An organ’s “cold time” is a measure of time that an organ can be outside the body. After about 24 hours, the function of the kidney begins to decline and risks not being usable. Woods’ new kidney was coming from a deceased 42-year-old in Illinois. It arrived at Upstate via ground transportation at about 7 a.m. on April 23. At about 2:30 p.m. that day -- 16 hours after that first phone call – Woods was wheeled into surgery. The procedure took five hours, during which time Upstate nurses called family members in Chicago and South Carolina to update them on his progress.
“Everyone at the hospital was gracious and kind,” he says.
Regaining his strength
An additional precaution had to be taken during Woods’ operation because of COVID-19, Rivera says. Traditionally, transplant patients are given a strong immune-suppression medication during the procedure and then several doses afterward to prevent the body from rejecting the new organ.
“Doctors altered it to include a safer option for immune suppression,” Rivera said. “When the immune system is depleted, patients are at risk for getting a virus or bacterial infection and currently the transplant team is increasingly worried about COVID. It would be devastating if someone who received a new transplant were to get COVID and their immune system is not capable of protecting them.”
The Upstate Transplant Center, which specializes in kidney and pancreas transplants, has performed 34 transplants since mid-March, when the pandemic began shuttering institutions and halting many medical procedures. That rate is the same as last year, says social worker Tania Lyons, the transplant quality assurance supervisor.
Woods says he awoke at about 10:30 p.m. that evening and spent several days in intensive care. He was both surprised and thrilled that nurses got him out of bed to sit in a chair and walk around just a day later. When Woods was released from the hospital, he went to Sarah’s Guest House, a Syracuse respite facility where people can stay while loved ones are in the hospital, so he could more easily attend his twice-weekly checkups. He takes about 10 medications a day, including anti-rejection and anti-infection drugs to help his body adjust to the new organ.
“They’ve been saying things are going really, really well, so I’ve been very pleased,” he says. “There have been no issues, and I’m gaining strength all the time.”
Feeling blessed, feeling better
Despite recovering from a major operation, Woods continued teaching online classes at Potsdam. He even conducted an online lecture from his hospital bed at Upstate, he said. As co-chair of music performance in the Crane School of Music at Potsdam, Woods is eager to sing again. His resume includes a stint on Broadway in the 1990s. He specializes in opera, oratorio and musical theater.

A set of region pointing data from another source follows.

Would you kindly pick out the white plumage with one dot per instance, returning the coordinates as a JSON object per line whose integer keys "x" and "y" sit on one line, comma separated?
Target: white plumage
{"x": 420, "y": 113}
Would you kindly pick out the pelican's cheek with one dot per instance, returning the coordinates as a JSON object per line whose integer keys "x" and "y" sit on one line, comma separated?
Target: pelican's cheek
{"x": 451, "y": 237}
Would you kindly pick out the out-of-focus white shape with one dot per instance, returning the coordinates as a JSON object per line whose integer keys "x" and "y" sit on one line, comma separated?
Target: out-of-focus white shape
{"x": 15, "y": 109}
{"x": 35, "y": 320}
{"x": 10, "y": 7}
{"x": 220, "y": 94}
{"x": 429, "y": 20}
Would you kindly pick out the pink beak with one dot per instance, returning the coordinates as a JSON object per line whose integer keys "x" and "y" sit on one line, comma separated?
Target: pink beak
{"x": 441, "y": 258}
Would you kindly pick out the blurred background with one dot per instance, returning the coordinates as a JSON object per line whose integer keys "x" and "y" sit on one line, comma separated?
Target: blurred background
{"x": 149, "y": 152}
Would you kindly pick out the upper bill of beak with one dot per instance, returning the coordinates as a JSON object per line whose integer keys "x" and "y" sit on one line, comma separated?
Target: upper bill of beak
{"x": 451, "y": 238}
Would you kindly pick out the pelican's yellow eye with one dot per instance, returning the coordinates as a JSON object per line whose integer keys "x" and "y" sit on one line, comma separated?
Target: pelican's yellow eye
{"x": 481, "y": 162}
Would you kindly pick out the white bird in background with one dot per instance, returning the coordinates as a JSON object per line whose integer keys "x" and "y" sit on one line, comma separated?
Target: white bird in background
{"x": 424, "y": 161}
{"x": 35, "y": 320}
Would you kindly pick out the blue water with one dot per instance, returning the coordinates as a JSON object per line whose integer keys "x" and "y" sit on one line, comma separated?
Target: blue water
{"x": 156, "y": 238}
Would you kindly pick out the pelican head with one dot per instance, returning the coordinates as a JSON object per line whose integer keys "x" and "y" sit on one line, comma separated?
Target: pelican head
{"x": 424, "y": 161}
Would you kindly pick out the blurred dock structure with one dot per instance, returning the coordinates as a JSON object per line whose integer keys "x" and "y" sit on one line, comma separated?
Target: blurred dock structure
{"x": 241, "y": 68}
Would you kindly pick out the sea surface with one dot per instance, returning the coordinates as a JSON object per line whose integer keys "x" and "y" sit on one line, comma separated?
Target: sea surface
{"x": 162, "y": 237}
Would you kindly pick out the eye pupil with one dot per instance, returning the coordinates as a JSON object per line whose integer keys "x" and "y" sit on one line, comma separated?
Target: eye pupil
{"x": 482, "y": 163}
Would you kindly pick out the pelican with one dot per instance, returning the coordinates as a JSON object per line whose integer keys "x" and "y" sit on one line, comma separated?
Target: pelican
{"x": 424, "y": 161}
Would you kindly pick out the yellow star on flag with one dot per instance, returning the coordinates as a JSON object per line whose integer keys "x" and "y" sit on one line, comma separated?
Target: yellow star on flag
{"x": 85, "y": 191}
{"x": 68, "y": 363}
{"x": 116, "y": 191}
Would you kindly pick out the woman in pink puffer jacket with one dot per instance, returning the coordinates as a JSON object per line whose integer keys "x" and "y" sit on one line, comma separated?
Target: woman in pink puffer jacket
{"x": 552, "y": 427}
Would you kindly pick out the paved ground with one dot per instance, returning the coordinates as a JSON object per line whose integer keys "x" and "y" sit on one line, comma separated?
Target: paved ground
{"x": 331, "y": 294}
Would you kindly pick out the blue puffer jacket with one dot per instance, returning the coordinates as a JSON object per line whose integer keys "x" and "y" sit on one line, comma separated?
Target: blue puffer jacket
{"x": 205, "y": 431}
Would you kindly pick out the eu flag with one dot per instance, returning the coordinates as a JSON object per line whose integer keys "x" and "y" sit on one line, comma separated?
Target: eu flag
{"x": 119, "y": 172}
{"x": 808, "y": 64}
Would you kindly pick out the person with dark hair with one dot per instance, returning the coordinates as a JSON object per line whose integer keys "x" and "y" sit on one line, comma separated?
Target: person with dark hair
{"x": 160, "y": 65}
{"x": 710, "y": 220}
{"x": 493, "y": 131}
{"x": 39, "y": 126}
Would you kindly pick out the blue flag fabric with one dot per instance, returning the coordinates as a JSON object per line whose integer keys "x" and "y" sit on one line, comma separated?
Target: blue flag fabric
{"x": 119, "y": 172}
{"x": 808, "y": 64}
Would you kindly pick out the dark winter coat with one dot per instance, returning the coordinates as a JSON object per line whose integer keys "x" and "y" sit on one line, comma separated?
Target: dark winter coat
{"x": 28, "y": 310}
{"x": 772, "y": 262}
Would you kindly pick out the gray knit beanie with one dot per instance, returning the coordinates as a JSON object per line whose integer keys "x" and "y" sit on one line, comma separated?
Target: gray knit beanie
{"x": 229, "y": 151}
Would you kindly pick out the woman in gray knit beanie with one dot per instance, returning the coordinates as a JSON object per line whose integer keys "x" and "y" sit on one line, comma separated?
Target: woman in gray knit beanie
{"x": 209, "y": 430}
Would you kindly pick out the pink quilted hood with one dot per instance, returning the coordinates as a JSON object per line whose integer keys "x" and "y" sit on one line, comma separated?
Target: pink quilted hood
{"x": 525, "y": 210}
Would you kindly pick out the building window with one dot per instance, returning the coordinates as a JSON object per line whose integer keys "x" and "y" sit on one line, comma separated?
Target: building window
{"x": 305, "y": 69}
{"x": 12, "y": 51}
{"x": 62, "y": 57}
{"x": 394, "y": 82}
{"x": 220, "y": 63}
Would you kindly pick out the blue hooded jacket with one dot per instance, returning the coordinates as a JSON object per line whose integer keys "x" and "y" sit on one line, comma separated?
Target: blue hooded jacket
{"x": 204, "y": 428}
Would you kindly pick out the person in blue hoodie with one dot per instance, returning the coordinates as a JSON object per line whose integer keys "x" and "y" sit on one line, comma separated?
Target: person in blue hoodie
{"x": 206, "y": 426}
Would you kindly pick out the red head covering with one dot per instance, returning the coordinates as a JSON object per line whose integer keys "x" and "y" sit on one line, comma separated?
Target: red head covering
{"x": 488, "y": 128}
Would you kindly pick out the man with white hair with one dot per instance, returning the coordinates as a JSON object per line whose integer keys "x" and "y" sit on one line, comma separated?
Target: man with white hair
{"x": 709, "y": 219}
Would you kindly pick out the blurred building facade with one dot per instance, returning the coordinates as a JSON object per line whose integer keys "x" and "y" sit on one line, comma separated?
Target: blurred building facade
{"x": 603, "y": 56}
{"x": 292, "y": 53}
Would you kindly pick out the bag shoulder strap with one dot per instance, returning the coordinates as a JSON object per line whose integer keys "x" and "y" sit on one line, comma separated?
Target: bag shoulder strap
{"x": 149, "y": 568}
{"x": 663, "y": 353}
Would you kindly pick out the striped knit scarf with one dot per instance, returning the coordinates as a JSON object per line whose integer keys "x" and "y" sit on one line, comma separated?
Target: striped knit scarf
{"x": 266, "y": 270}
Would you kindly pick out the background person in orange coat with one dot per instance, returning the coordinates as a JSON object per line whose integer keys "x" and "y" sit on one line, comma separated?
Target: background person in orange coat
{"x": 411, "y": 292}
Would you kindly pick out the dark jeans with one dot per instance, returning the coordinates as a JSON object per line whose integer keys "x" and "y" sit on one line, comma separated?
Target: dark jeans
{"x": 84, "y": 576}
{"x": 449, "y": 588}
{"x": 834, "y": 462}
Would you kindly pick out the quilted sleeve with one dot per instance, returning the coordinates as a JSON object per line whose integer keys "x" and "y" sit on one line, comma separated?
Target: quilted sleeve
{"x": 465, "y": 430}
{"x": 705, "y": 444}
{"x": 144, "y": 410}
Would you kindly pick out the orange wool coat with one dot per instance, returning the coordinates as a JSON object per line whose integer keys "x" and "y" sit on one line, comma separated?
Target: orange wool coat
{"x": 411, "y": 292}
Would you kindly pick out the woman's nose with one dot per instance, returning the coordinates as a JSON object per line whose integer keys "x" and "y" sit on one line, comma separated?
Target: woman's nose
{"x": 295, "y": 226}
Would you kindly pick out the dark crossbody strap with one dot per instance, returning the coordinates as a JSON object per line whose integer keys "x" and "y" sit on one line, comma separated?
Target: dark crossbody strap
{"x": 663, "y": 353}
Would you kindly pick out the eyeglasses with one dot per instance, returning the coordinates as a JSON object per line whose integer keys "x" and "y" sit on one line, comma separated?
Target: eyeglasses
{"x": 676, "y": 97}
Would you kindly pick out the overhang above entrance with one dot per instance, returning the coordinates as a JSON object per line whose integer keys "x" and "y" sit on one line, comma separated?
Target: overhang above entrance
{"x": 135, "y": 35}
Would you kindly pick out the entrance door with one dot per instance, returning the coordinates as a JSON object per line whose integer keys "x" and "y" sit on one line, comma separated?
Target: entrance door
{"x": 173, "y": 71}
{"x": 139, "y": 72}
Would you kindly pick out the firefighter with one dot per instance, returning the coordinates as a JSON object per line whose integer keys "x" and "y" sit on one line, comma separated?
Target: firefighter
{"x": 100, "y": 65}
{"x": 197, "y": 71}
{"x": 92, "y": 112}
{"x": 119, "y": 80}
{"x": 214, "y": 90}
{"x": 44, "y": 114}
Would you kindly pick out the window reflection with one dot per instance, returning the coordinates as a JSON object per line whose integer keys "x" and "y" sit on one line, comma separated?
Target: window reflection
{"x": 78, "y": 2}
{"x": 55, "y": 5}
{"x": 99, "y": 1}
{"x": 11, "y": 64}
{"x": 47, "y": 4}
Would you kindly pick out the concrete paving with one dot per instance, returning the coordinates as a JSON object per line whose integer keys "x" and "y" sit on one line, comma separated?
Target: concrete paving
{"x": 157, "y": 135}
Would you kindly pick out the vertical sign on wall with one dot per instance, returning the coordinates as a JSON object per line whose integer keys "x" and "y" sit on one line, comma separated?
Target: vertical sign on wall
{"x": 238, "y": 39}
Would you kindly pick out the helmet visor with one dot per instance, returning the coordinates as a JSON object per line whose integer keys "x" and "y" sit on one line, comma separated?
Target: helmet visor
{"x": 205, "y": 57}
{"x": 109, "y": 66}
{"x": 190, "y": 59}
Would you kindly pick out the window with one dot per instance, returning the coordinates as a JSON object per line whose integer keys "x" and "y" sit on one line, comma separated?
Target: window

As part of routine post-transplant care, the Upstate Transplant Center recommends that patients avoid crowds, to limit infectious exposures and prevent them from getting sick, Rivera says, adding that during the pandemic, that’s more important than ever. Woods followed her advice, remaining quarantined at Sarah’s Guest House. He filled his days with teaching online, naps and walks to nearby Upper Onondaga Park in the Strathmore neighborhood of Syracuse. Overall, he says, he feels “wonderful,” and not having to perform the self-dialysis is his favorite part.
“That is the best thing,” he says. “My body is still waking up (in the middle of the night) because I had to do it for so long. But now I do a little work, or I watch something, and then I go right back to sleep. It’s a great pleasure.
“My energy is up. I feel much better, and I feel blessed that this was able to happen.”
This article is from the fall 2020 issue of Upstate Health magazine.